The debate between renewables and fossil fuels has gone on for quite some time. Many of the arguments that have been leveled against the clean electricity sources such as solar, have been addressed with the on-set of the recent growth of the power source throughout the country. Part of this is because module prices have fallen along with the total price of installation as a result of advances in technology and government incentives.
Conversely, despite increases in production, the risks of fossil fuels are becoming more apparent. As the effects of global climate change continue to wreak havoc across the country, more people are beginning to see the environmental value of going green when it comes to energy as well.
Solar to overtake oil?
A recent report indicates that solar power is set to become the largest power provider in the world by 2100, according to Motherboard, an affiliate of Vice. However, what is even more interesting about the report is that it was published by one of the world's oil giants, Shell.

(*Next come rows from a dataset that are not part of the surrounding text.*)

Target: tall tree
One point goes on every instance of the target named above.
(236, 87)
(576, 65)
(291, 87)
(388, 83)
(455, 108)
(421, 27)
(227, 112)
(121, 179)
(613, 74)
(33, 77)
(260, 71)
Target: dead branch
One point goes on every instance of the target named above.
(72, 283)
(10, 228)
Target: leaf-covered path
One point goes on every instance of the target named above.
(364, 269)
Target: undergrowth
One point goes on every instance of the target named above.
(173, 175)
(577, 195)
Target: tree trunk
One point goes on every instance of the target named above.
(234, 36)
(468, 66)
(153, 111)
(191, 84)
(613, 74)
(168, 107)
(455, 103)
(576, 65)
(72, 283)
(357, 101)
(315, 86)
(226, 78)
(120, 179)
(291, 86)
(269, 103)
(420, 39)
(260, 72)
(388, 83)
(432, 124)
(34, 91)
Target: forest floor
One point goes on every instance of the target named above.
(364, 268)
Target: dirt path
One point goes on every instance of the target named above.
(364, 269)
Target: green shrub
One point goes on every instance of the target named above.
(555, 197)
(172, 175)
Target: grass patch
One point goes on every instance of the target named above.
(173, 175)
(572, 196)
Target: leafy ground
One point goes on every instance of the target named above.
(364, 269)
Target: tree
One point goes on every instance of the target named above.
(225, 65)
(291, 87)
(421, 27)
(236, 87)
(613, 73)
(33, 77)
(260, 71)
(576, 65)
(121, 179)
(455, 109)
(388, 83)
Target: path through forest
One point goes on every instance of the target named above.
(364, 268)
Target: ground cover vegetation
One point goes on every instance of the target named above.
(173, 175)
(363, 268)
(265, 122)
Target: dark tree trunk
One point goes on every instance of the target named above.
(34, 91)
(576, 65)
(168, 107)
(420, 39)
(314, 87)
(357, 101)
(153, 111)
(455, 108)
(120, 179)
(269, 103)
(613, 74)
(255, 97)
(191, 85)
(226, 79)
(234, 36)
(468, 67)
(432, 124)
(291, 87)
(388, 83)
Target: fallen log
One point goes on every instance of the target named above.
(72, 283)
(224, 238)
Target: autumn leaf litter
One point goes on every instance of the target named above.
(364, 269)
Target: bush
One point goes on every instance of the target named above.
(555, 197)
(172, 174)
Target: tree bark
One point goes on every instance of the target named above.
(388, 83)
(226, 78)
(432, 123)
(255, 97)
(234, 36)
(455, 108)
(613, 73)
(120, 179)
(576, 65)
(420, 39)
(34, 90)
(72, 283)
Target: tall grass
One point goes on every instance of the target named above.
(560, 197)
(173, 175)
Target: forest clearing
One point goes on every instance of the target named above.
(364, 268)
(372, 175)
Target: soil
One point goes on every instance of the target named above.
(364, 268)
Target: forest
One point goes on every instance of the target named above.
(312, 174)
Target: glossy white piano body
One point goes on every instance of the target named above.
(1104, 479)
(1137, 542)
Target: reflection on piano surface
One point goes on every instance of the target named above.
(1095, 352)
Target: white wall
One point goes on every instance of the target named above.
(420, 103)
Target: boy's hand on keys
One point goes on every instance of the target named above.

The news source explains that the oil company believes solar energy will make up 37.7 percent of the worlds power at the end of the century, while oil will be the next highest power supplier at around 10 percent. This is due in a large part to the increasing price of the fossil fuel, which will make the market unpredictable for investors.
By 2040, the report predicts that the power source will be the fourth largest power supplier. One of the biggest drivers of this growth is expected to be from distributed solar like rooftop installations. While these findings are certainly interesting it is important to take them with a grain of salt considering the possible invested interests the company has in its results.
This news comes as a number of other reports have indicated to solar growth in the more immediate future. For example, a recent IHS report indicates that solar installations are expected to grow by 18 percent in 2014, and in doing so, hit 41 gigawatts of installed capacity on the year. This builds on the anticipated growth of nearly 10 GW during the last quarter of 2013.
In the U.S. alone, solar installed capacity grew by about 832 megawatts during 2013's second fiscal quarter, marking a 15 percent improvement from the first quarter of the year.